Nous vous comprenons, mais souvenez-vous …

A l’occasion des dernières réunions, ou encore dans le contenu de nos dernières correspondances,  nous avions attiré votre attention sur le fait qu’à l’issue de la première bataille, celle menée contre le projet d’installation de l’unité de méthanisation, nous allions orienter nos actions vers toutes les formes actuelles de nuisances identifiées dans le cadre des activités de Confluence Amendements et autres.

Depuis plusieurs mois, tous les membres de l’équipe, du conseil d’administration et du bureau, sont discrètement actifs ; dans le recueil d’informations, la recherche et l’identification d’éléments, ici ou ailleurs, qui pourraient rendre nos actions à venir infaillibles. Parce qu’elles doivent être efficaces tout en évitant de nous conduire imprudents et impuissants devant les tribunaux.

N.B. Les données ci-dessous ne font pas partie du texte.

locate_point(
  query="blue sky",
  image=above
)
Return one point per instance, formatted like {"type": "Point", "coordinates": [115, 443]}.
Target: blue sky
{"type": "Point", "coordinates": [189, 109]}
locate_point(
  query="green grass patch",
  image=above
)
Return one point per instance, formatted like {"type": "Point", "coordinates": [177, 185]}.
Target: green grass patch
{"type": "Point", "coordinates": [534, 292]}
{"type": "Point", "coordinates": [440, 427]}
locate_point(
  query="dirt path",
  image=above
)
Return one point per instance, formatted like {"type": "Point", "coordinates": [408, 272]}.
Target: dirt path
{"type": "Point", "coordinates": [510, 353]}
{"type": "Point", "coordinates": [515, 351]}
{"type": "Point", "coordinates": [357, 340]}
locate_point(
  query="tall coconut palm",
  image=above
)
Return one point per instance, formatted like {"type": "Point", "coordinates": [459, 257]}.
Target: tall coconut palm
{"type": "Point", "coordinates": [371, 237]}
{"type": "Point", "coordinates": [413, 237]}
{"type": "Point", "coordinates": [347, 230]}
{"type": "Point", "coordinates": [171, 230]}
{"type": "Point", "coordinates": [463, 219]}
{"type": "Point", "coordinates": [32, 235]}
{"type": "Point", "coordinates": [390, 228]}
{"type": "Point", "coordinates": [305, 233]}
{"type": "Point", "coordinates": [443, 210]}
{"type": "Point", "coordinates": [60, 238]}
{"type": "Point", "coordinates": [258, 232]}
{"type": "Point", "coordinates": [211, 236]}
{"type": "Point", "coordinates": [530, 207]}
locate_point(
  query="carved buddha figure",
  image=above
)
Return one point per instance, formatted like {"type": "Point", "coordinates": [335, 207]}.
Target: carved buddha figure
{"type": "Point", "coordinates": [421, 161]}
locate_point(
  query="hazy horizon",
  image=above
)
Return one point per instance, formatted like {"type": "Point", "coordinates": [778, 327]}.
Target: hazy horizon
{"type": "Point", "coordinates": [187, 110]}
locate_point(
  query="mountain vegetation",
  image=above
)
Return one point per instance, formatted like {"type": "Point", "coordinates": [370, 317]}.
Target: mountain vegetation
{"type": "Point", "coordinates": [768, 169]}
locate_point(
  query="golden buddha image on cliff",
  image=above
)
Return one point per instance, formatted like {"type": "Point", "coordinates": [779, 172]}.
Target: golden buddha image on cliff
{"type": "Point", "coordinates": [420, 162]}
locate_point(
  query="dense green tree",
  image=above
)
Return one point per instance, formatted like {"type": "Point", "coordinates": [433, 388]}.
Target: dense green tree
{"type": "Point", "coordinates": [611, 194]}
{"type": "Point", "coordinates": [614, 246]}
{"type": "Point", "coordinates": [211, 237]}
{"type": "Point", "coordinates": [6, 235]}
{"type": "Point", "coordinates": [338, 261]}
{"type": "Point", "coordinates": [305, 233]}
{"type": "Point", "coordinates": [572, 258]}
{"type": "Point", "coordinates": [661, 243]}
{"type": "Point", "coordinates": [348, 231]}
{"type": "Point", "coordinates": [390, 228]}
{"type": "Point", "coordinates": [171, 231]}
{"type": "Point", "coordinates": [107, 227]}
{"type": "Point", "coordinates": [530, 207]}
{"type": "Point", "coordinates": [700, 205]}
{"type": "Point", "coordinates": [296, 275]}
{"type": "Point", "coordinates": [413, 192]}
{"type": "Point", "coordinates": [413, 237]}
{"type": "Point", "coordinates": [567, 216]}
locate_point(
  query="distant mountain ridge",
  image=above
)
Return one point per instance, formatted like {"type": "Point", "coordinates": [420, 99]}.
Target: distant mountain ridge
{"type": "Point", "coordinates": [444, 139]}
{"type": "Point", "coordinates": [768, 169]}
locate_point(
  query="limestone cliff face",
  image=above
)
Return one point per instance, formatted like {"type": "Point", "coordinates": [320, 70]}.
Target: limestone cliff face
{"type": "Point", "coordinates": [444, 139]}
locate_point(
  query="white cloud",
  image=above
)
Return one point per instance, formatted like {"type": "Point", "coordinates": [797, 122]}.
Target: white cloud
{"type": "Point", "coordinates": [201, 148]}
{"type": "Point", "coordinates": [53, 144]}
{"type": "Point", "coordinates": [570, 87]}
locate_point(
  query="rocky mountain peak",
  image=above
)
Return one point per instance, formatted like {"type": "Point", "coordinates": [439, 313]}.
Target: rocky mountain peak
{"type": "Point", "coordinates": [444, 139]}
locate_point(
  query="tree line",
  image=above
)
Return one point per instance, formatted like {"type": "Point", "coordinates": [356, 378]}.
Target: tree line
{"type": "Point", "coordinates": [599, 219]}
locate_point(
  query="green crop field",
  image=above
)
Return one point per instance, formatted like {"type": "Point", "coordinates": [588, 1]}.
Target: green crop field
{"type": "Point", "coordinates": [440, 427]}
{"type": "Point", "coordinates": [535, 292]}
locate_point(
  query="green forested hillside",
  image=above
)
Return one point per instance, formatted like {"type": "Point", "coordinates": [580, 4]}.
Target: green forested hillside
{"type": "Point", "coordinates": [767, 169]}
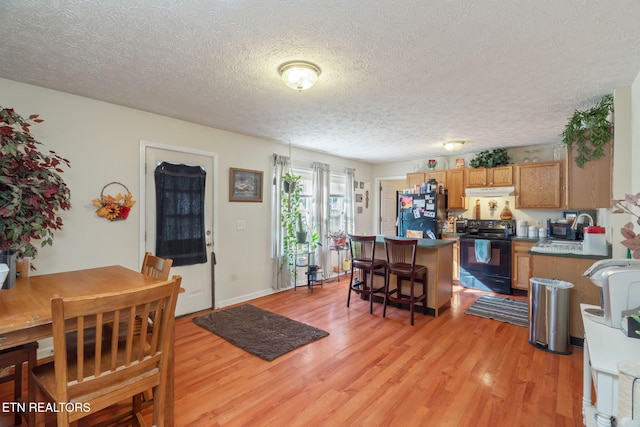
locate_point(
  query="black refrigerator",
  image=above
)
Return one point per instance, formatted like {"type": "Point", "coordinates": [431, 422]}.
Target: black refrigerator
{"type": "Point", "coordinates": [421, 215]}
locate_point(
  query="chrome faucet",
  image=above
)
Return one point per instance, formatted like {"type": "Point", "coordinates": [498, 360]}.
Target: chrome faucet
{"type": "Point", "coordinates": [577, 220]}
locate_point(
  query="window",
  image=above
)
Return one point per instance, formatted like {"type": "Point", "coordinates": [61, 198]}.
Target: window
{"type": "Point", "coordinates": [337, 207]}
{"type": "Point", "coordinates": [337, 202]}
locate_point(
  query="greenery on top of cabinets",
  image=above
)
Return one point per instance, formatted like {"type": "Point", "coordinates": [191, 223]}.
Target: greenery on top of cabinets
{"type": "Point", "coordinates": [290, 196]}
{"type": "Point", "coordinates": [589, 131]}
{"type": "Point", "coordinates": [490, 159]}
{"type": "Point", "coordinates": [32, 192]}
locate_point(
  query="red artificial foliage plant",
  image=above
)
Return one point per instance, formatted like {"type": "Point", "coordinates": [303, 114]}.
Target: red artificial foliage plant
{"type": "Point", "coordinates": [31, 188]}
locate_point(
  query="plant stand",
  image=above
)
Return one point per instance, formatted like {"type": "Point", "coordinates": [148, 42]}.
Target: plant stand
{"type": "Point", "coordinates": [314, 278]}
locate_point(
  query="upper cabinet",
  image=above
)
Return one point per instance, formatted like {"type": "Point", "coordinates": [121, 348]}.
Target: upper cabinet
{"type": "Point", "coordinates": [501, 176]}
{"type": "Point", "coordinates": [455, 189]}
{"type": "Point", "coordinates": [538, 185]}
{"type": "Point", "coordinates": [590, 187]}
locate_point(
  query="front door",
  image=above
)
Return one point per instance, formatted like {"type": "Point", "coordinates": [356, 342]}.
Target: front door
{"type": "Point", "coordinates": [197, 279]}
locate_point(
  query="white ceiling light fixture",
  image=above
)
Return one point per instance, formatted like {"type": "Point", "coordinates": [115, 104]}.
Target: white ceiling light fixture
{"type": "Point", "coordinates": [299, 75]}
{"type": "Point", "coordinates": [453, 145]}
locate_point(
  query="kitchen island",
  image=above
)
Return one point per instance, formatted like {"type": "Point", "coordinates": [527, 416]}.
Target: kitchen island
{"type": "Point", "coordinates": [437, 256]}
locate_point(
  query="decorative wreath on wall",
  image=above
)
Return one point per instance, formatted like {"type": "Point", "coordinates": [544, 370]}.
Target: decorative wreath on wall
{"type": "Point", "coordinates": [114, 208]}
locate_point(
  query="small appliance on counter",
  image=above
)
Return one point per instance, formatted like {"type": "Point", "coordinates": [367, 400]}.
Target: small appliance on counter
{"type": "Point", "coordinates": [461, 225]}
{"type": "Point", "coordinates": [522, 228]}
{"type": "Point", "coordinates": [563, 229]}
{"type": "Point", "coordinates": [619, 283]}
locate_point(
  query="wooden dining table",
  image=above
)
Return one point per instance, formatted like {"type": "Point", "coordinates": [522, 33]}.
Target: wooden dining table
{"type": "Point", "coordinates": [25, 310]}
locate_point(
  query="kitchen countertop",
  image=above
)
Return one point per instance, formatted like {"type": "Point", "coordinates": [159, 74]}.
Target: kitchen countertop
{"type": "Point", "coordinates": [575, 255]}
{"type": "Point", "coordinates": [422, 243]}
{"type": "Point", "coordinates": [525, 239]}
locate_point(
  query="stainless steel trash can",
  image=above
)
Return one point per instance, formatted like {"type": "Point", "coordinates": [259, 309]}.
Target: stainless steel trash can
{"type": "Point", "coordinates": [549, 314]}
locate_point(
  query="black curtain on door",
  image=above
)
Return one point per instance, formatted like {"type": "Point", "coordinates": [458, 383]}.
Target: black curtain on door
{"type": "Point", "coordinates": [180, 233]}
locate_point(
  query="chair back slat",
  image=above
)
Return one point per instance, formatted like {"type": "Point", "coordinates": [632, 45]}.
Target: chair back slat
{"type": "Point", "coordinates": [363, 248]}
{"type": "Point", "coordinates": [99, 366]}
{"type": "Point", "coordinates": [401, 251]}
{"type": "Point", "coordinates": [156, 267]}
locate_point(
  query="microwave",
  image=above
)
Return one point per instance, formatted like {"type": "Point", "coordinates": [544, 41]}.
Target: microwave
{"type": "Point", "coordinates": [563, 231]}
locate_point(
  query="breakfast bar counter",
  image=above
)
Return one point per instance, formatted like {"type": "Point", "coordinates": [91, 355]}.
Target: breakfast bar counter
{"type": "Point", "coordinates": [437, 256]}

En attendant n’hésitez pas à renouveler vos appels sur le numéro vert mis en place par la communauté de communes et d’y indiquer votre nom, adresse, le jour et l’heure, ou les heures, durant laquelle, ou lesquelles, vous subissez des nuisances olfactives en provenance des plateformes de compostage. C’est à ces conditions que la préfecture prendra dans les semaines à venir un arrêté pour la mise en place d’un observatoire des odeurs.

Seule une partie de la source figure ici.